A yet further need exists for a drill bit, especially when drilling short or medium radius boreholes, which can provide a well bore of an acceptable quality. That is, it is desirable that upon a bore hole being drilled, it have a generally constant roundness, or concentricity, and that the surface of the bore hole have an acceptable level of surface smoothness, or in other words, the surface of the bore hole will not be unacceptably rough, have unacceptable irregularities, or have an unduly distorted geometry.
The present invention includes a rotary drill bit for subterranean drilling exhibiting improved directional control and enhanced borehole quality.
The rotary drill bit of the present invention is especially suitable for directional drilling of deviated, horizontal, extended reach, and other directional wellbores, with improved side, or gage, cutting ability to enable turns of shorter radius and yet with improved resistance to drifting away from a desired trajectory.
The rotary drill bit of the present invention further has the ability to enhance the geometrical and surface quality of the bore hole.
The rotary drill bit of the invention which is also readily configurable for enhanced cutting in specific formations.
The invention comprises a drill bit with a selected number of gage pads preferably ranging from about four to ten or more, depending primarily upon the gage diameter of the bit. At least one cutting element, or aggressive surface, is installed on or is proximate to, each of the gage pads. Gage pads with highly aggressive cutting element surfaces, or on-gage pad cutting elements, or alternatively or in addition to, off-gage pad cutting elements, are alternated with gage pads having less aggressive cutting element surfaces, or on-gage pad cutting elements, or alternatively or in addition to, off-gage pad cutting elements arranged in a preselected circumferential pattern. The degrees of aggressiveness of the alternating gage pads, or cutting elements exclusively associated with each gage pad, may be varied widely, and are controlled and influenced by a number of factors, including but not limited to the radial exposure of the cutting elements, cutting element shape, size, back rake and side rake angles, quantity of individual cutting elements, and shape of the cutting surfaces or edges of the cutting elements.

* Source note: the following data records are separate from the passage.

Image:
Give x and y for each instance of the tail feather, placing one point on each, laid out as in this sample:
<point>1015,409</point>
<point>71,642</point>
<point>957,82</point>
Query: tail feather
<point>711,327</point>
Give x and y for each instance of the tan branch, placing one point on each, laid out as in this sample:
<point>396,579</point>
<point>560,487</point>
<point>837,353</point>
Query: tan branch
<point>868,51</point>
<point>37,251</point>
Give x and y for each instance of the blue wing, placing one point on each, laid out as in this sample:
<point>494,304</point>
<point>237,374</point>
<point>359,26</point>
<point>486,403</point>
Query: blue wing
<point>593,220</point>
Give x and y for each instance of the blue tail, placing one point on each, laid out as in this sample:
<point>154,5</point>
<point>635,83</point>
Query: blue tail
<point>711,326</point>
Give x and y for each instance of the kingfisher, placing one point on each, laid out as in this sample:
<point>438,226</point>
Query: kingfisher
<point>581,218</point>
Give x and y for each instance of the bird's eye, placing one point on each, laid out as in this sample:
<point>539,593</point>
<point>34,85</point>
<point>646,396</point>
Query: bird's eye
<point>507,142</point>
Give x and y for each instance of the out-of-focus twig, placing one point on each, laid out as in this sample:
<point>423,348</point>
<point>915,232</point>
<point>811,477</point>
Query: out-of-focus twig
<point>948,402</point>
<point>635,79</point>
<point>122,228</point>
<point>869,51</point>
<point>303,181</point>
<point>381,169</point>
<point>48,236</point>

The capability of controlled side, or gage, cutting is enhanced with the selection of the number of and relative positioning of the more aggressive gage pads and associated gage cutting elements while the demonstrated wear characteristics of the rotary bit is maintained, or improved, by the provided alternating less aggressive gage pad.
For any formation of earth through which a bore hole is to be drilled, there exists one or more combinations of aggressiveness-affecting factor selections which will provide a minimum overall cost, a minimum amount of non-productive drilling rig time, a maximum drilling rate, maximum bit life, optimal side cutting capability, minimal distortion or deviation from a desired bore hole geometry, and thus providing an over all enhancement of bore hole quality.
Drill bits embodying, and constructed in accordance with the present invention, may be optimally designed or specifically modified for increasing the drilling into particular formations by taking into account at least the above identified factors.